Oral Presentation 24th Australian Conference on Microscopy and Microanalysis 2016

High resolution imaging of trace elements and isotopes by the NanoSIMS and complementary techniques (#10)

Haibo Jiang 1 , Matt Kilburn 1 , Max Ryndnov 2 , Chris Grovenor 3 , Stephen Young 4 , Paul Guagliardo 1
  1. Centre for Microscopy, Characterisation and Analysis, The University of Western Australia, Perth, Western Australia, Australia
  2. National Physical Laboratory, Teddington, Choose a County, United Kingdom
  3. Department of Materials, University of Oxford, Oxford, United Kingdom
  4. Department of Medicine, University of California, Los Angeles, Los angeles, United States

Secondary Ion Mass Spectrometry (SIMS) is a technique, which can be used to obtain chemical distributions from both the surfaces and 3D volumes of a large number of different types of sample. The NanoSIMS 50 instrument is a state-of-the-art high-resolution SIMS instrument, designed to improve spatial resolution without losing the sensitivity for dilute or trace analytes. The ability of the NanoSIMS to detect trace elements and isotopes with up to 50 nm lateral resolution has provided great potential on molecular imaging applications.

The NanoSIMS enables an alternative strategy for molecular imaging by stable isotopic labeling. Stable isotope labeled molecules can be tracked and quantified in subcellular structures, and they behave almost the same to natural molecules. They are also safe for long-term experiments on animals, even humans. This presentation will report two NanoSIMS applications on molecular imaging with stable isotopic labelling and complementary techniques: (1) visualisation lipid transport through capillary endothelial cells by correlative NanoSIMS and Electron Microscopy analysis [1, 2]; and (2) imaging of interactions between antimicrobial peptides and lipid membranes by correlative NanoSIMS and Atomic Force Microscopy analysis [3]. We will also discuss recent developments of the NanoSIMS improving its ability on detecting trace metal elements, which can be used for direct high-resolution imaging of physiological metals and metal-tagged probes.  

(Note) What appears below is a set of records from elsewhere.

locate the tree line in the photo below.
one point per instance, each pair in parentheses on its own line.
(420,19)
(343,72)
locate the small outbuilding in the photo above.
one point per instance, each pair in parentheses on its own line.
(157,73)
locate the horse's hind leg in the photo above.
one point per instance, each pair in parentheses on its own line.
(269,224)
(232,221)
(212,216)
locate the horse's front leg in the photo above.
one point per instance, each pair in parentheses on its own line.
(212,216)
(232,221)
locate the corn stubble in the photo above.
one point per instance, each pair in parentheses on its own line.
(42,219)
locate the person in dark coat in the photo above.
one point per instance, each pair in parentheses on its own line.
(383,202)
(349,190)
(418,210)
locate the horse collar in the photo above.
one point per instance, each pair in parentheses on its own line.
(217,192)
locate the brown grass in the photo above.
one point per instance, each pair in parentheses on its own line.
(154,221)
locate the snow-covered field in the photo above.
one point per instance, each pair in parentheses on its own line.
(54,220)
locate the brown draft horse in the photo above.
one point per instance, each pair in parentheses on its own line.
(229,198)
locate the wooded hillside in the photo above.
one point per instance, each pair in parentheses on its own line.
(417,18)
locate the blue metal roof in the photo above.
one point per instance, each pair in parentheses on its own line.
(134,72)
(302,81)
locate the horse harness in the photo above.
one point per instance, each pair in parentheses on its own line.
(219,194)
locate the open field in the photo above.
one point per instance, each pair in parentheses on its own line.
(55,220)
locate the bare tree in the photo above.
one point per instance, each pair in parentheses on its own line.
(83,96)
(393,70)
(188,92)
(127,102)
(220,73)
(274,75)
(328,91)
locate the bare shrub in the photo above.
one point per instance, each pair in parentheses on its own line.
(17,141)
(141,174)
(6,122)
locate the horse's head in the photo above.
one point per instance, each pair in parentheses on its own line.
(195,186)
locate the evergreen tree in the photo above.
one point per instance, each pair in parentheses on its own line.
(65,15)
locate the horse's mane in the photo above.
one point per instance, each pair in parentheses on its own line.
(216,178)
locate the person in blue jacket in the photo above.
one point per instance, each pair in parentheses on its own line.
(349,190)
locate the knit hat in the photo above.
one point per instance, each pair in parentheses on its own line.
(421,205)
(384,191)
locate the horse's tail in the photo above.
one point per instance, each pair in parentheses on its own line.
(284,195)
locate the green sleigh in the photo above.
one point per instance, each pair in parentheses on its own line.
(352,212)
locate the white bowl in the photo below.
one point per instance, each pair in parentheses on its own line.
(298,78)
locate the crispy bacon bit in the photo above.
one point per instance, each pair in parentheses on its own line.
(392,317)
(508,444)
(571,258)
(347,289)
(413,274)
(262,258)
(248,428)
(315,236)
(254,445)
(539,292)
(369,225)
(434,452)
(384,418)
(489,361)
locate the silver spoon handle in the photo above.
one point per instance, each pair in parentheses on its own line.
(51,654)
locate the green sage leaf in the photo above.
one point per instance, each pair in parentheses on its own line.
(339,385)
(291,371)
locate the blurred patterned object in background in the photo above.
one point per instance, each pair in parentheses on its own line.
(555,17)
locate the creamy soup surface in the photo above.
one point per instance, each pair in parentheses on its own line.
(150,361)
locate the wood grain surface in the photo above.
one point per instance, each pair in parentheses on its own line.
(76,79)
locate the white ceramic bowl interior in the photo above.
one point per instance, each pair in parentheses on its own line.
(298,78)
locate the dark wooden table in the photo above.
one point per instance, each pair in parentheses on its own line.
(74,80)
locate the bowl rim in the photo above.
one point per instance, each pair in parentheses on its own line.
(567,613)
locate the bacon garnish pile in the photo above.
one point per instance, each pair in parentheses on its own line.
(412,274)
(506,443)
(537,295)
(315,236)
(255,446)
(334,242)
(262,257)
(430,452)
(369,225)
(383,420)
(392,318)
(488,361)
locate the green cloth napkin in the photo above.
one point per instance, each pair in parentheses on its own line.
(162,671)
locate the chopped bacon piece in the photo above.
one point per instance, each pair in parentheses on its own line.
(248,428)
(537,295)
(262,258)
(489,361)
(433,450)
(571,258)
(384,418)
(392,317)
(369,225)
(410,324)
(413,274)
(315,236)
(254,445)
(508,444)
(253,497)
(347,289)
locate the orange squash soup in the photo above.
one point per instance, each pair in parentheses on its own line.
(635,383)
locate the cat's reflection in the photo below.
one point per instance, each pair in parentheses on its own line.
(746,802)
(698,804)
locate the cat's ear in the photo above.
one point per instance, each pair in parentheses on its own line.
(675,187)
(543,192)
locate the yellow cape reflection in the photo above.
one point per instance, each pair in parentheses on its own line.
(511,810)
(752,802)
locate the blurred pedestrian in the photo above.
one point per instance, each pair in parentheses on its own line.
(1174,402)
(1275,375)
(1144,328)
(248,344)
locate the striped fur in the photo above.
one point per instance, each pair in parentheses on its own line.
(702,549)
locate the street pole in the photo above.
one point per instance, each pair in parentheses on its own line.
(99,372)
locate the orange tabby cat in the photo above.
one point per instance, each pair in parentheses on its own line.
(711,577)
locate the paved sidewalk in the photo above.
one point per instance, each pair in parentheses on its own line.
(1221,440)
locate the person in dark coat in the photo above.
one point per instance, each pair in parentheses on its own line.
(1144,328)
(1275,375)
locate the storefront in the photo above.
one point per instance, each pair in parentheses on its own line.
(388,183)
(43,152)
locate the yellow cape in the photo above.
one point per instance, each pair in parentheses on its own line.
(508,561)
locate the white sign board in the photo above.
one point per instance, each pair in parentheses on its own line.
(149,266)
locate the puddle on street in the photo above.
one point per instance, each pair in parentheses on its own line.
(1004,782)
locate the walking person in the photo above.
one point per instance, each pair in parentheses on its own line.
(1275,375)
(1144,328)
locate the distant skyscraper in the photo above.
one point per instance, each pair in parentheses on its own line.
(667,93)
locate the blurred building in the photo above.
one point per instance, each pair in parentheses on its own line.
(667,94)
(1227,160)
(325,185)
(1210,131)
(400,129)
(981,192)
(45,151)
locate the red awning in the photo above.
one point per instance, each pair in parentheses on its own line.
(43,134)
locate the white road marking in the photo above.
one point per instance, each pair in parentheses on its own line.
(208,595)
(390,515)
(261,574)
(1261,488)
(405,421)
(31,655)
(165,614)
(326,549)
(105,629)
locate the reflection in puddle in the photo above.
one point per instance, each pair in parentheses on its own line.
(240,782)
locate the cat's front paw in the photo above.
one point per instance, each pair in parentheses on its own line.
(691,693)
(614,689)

  1. Goulbourne, C. N., P. Gin, A. Tatar, C. Nobumori, A. Hoenger, H. Jiang, C. R. Grovenor, O. Adeyo, J. D. Esko and I. J. Goldberg (2014). "The GPIHBP1–LPL complex is responsible for the margination of triglyceride-rich lipoproteins in capillaries." Cell metabolism 19(5): 849-860.
  2. Jiang, H., C. N. Goulbourne, A. Tatar, K. Turlo, D. Wu, A. P. Beigneux, C. R. Grovenor, L. G. Fong and S. G. Young (2014). "High-resolution imaging of dietary lipids in cells and tissues by NanoSIMS analysis." Journal of lipid research 55(10): 2156-2166.
  3. Rakowska, P. D., H. B. Jiang, S. Ray, A. Pyne, B. Lamarre, M. Carr, P. J. Judge, J. Ravi, U. I. M. Gerling, B. Koksch, G. J. Martyna, B. W. Hoogenboom, A. Watts, J. Crain, C. R. M. Grovenor and M. G. Ryadnov (2013). "Nanoscale imaging reveals laterally expanding antimicrobial pores in lipid bilayers." Proceedings of the National Academy of Sciences of the United States of America 110(22): 8918-8923.